Presseberichte der Fussball Oberliga Westfalen vom 11.12.2007

Klettern vor der Winterpause
FUSSBALL: FC Gütersloh und SC Wiedenbrück haben 2007 noch eine letzte Chance

VON CARSTEN BIERMANN

Kreis Gütersloh. Auf sechs Plätzen rollte am letzten Oberligaspieltag im Jahr 2007 der Ball. Außer den Partien des FC Gütersloh und des SC Wiedenbrück wurde nur die Begegnung Gladbeck – Lotte abgesagt. Die Zuschauerrolle hatte für den FCG Konsequenzen. Mit einem 2:0 über Rheine verdrängte RW Ahlen II das Team aus der NRW-Liga-Zone. Freitag haben die Gütersloher im Nachholspiel gegen Westfalia Herne die Chance, diesen begehrten Platz zurückerobern – wenn der Heidewald für bespielbar erklärt wird.

Die Möglichkeit, vor Weihnachten in der Tabelle noch zu klettern, bietet sich auch dem SCWiedenbrück. Da Arminia Bielefeld II mit dem neuen Trainer Detlev Dammeier beim Schlusslicht TSG Sprockhövel nicht über ein mageres 0:0 hinauskam, trennen den Vorletzten nur drei Punkte von Platz 16. Um die Bielefelder zu überholen, müsste Samstag allerdings ein Erfolg beim VfL Bochum II her – eine schwierige Aufgabe.

Der Tabellendritte wusste gegen den SV Lippstadt zwar nicht zu überzeugen, quälte sich aber zum 2:1-Sieg. "Die erste Viertelstunde war die schwächste der gesamten Saison", sagte Trainer Nico Michaty. Mit Lippstadts Keeper Milos Mandic fanden die Bochumer einen Verbündeten, den 0:1-Rückstand durch Musemestre Bamba (3.) in einen Erfolg umbiegen zu können. Zwei dicke Patzer ermöglichten die Treffer von Kevin Wölk (28.) und Sami El-Nounou (69.).

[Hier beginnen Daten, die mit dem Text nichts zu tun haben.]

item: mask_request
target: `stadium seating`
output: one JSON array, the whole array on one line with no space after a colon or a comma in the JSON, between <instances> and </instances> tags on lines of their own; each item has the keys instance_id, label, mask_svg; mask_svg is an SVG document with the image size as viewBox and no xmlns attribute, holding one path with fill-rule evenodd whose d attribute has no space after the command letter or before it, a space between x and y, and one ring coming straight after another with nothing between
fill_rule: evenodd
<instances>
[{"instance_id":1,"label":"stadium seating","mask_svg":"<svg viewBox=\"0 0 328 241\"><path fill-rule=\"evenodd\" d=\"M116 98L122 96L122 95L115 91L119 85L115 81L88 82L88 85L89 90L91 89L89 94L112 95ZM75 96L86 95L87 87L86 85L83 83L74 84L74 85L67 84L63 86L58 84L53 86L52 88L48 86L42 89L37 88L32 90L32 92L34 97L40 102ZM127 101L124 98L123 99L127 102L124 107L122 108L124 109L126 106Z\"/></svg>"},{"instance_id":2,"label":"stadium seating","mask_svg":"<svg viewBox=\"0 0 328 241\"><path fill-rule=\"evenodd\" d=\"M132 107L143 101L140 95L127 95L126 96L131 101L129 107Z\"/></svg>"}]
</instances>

Spitzenreiter FC Schalke 04 II verpasste, den Vorsprung auf Preußen Münster auf vorübergehend fünf Punkte auszubauen. Die 0:4-Pleite beim Delbrücker SC verdatterte Trainer Mike Büskens so sehr, dass er glatt mit den Feiertagen durcheinander kam: "Wir haben gespielt wie die Pfingstochsen", sagte er nach der zweiten Saisonniederlage gegen den DSC. Bereits das Hinspiel hatten die Königsblauen mit 1:2 verloren.

Die Delbrücker Verantwortlichen dürften aber nicht nur wegen dieser Erfolgsbilanz frohlocken. Mit Jörg Bode scheinen sie bei der Trainerwahl ein feines Händchen bewiesen zu haben. Der Ex-Profi holte aus zehn Spielen 19 Punkte und hievte die Ostwestfalen von Platz 17 auf Rang sieben. Bei vier Zählern Rückstand auf den Vierten Hammer Spvg. darf sogar von der Regionalliga geträumt werden. Bodes Erfolgsrezept klingt einfach: "Ich habe nur den Zusammenhalt gestärkt, das hat gereicht." Gegen Schalke brauchte er auch Raffaele Wiebusch. Mit drei Toren erlegte der Stürmer den Spitzenreiter im Alleingang, vor dem 4:0 von Peter Berhorst holte er den Elfmeter heraus.

Für Bodes früheren Mannschaftskamerad Thomas Stratos endete das Fußballjahr mit einer Enttäuschung. Bei der 0:2-Niederlage seiner Hammer Spvg. beim SV Schermbeck vermisste der Coach das Spieltempo: "Wir waren viel zu langsam." Angesichts der mauen Vorstellung bemühte er einen Vergleich aus dem Tennis: "Alle haben den Ball gekloppt und geprügelt."

Am liebsten Schläge ausgeteilt hätte wohl Rheines Trainer Jürgen Prüfer nach dem 0:2 in Ahlen. Nachdem Schiedsrichter Heiko Schneider seinem Team einen Elfmeter verweigert hatte, tauschte Prüfer mit seinem Ahlener Pendant Manfred Christel verbale Nettigkeiten aus. In der Pause zitierte Schneider Rheines Coach in die Kabine. "Da musste ich mich vom Schiedsrichter lächerlich machen lassen", schimpfte Prüfer.